Repeat this operation until you have the minimum number of strings left.

Unhook the strings you are holding above the line from the mesh. This was a bit tricky keeping them all untangled.

You should now be left with a single line of safety pins linking each town.

The downsides to this method:
It takes quite a while to set up.
You need to steal a map.
It is very easy to end up with the mesh in a complete knot.
I am not convinced it will always give you the correct answer. (But it seems close)

• I'm not sure if it'll work, but +1 for actually building something to try it out. – Samuel Jun 18 '15 at 20:56
• This is a great idea! Now to turn it into pseudocode.. – Josiah Jun 19 '15 at 15:00

He should use a variation of a Genetic Algorithm. This is a technique that mimics natural evolutionary paths to solve problems that are otherwise extremely difficult.

Let's say there are four villages, each with three paths of varying length between them.

The first time the wizard will pick at random: AB1 -> BC2 -> CD3 -> DA1

The next time he picks different routes: AB2 -> BD3 -> DC1 -> CA2

And the third time: AC3 -> CD2 -> DB3 -> BA1

Now he takes out all his notes, and how long it took him to take each path, and he starts combining and mixing the best routes. He discards ones that took way too long, and only keeps and mixes the patterns that were relatively quicker. Then he starts over from step 1, but with his new mixed patterns, and does this all over again several times.

Eventually he'll have a set of very good paths - they won't necessarily be optimal, but they'll be close.

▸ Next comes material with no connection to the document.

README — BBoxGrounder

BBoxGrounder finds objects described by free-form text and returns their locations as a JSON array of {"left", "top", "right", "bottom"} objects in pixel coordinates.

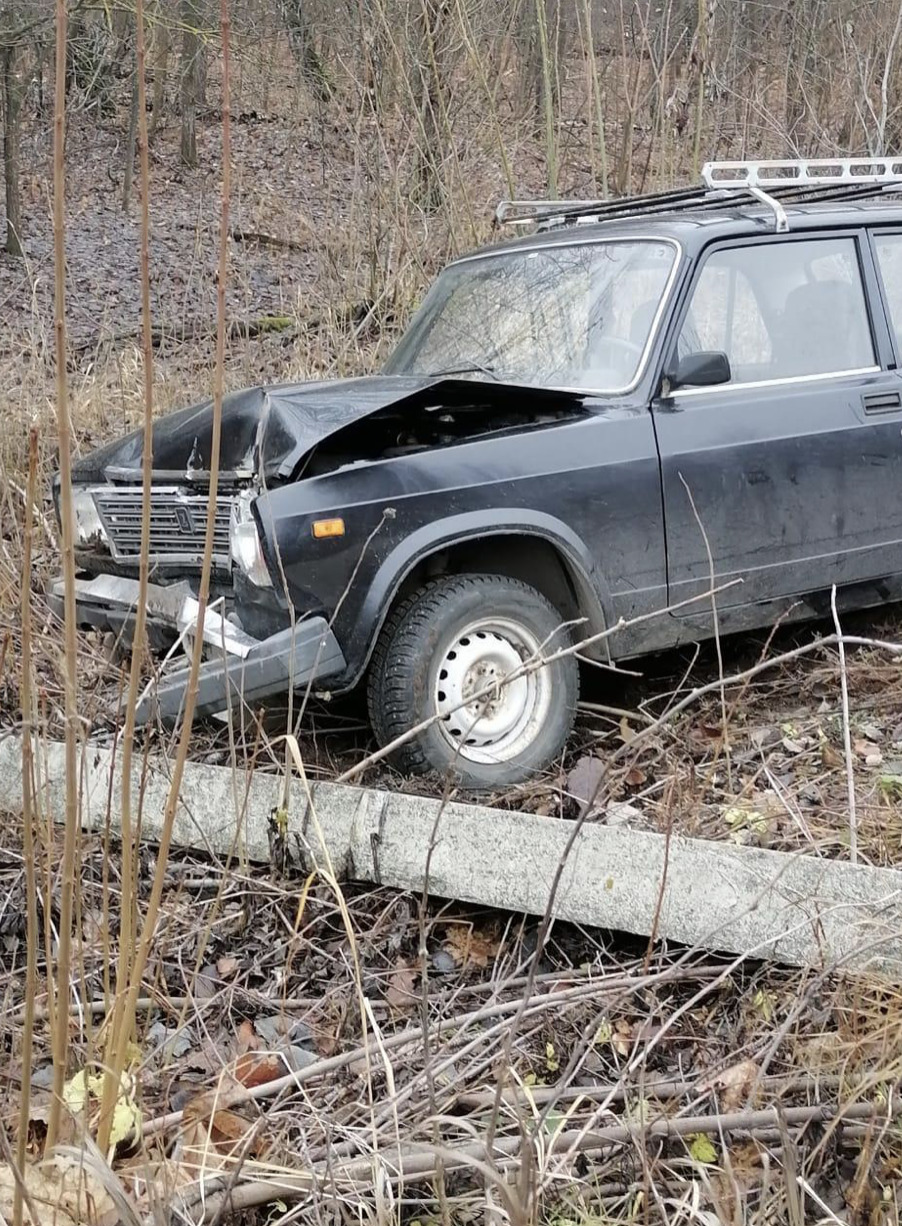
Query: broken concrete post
[{"left": 0, "top": 737, "right": 902, "bottom": 978}]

• A point I almost wrote an entire answer for: The wizard does not actually want the optimal path even if one exists. Always checking points at the same order and roughly the same rate is bad idea when doing patrol over a long period. It makes you less alert, allows intelligent enemies predict you, and may cause weird interactions with other things with regular period. So having several good paths and varying between them or their combinations is actually better than the optimal path. Always walking the same path will also make you look pretty weird to the villagers. – Ville Niemi Jun 18 '15 at 16:01

A simple algorithm that I use for relatively small number of stops is this:

1. Find the distance from each town to every other town.
2. Take the town whose shortest distance to another is the largest in the group - designate this as town 1.
3. Select its shortest route to the next town -designate this town 2.
4. From town 2 select the route to the closest unvisited town.
5. Repeat step 4 as necessary

This doesn't give the optimal answer but it does give a good one. If the number of towns is smaller (say <10), then it is sometimes obvious how to shorten the route.

It turns out that my self-developed approach is a variant of the minimum spanning tree approach.